How do we find the value of(1.01)^5 approximately up to three decimals,only with the use of the Binomial theorem?
(1 + .01)^5 = 1^5 + 5(1)^4*.01 + (20/2)(1)^3*.01^2 etc
Thank you!
You are welcome.
To find the approximate value of (1.01)^5 using the Binomial theorem, we can use the following formula:
(1 + x)^n ≈ 1 + nx + (n(n-1)x^2 / 2!) + (n(n-1)(n-2)x^3 / 3!) + ...
In this formula, we substitute x with the value we want to calculate (in this case, x = 0.01) and n with the power we want to raise it to (in this case, n = 5).
So let's substitute:
(1.01)^5 ≈ 1 + 5(0.01) + (5(5-1)(0.01)^2 / 2!) + (5(5-1)(5-2)(0.01)^3 / 3!) + ...
Now let's calculate these terms step by step:
1 + 5(0.01) = 1.05
5(5-1)(0.01)^2 / 2! = 10(0.01)^2 / 2 = 10(0.0001) / 2 = 0.0005
5(5-1)(5-2)(0.01)^3 / 3! = 10(0.01)^3 / 6 = 10(0.000001) / 6 = 0.000001666...

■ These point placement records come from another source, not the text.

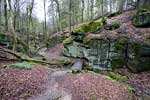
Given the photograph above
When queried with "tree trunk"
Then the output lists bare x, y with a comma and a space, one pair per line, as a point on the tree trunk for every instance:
12, 28
45, 23
121, 5
70, 15
141, 3
82, 15
0, 14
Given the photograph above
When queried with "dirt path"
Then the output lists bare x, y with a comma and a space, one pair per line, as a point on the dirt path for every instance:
66, 86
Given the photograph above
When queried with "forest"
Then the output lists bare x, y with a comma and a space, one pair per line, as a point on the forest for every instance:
74, 49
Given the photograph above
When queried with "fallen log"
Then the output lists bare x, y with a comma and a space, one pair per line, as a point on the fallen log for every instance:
24, 57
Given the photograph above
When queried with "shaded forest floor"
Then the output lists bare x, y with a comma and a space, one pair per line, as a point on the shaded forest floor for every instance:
43, 83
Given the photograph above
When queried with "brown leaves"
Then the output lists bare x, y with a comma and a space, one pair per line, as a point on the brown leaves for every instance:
16, 84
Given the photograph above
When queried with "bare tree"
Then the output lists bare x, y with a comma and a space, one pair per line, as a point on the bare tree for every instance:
12, 26
5, 14
82, 11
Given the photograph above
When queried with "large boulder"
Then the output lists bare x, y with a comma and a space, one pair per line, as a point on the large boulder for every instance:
142, 17
139, 58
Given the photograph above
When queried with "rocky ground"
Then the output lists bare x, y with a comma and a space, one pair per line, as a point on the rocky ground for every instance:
42, 83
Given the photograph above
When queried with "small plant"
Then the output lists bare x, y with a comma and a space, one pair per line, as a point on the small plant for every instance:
117, 77
22, 65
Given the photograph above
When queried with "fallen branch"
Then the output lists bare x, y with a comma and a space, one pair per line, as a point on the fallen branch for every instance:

Now, let's substitute these values back into the original formula to get the approximate value of (1.01)^5:
(1.01)^5 ≈ 1 + 1.05 + 0.0005 + 0.000001666...
By adding up these values, we can approximate (1.01)^5 up to three decimal places.
1 + 1.05 + 0.0005 = 2.0505
Therefore, (1.01)^5 is approximately equal to 2.0505 up to three decimal places, using the Binomial theorem.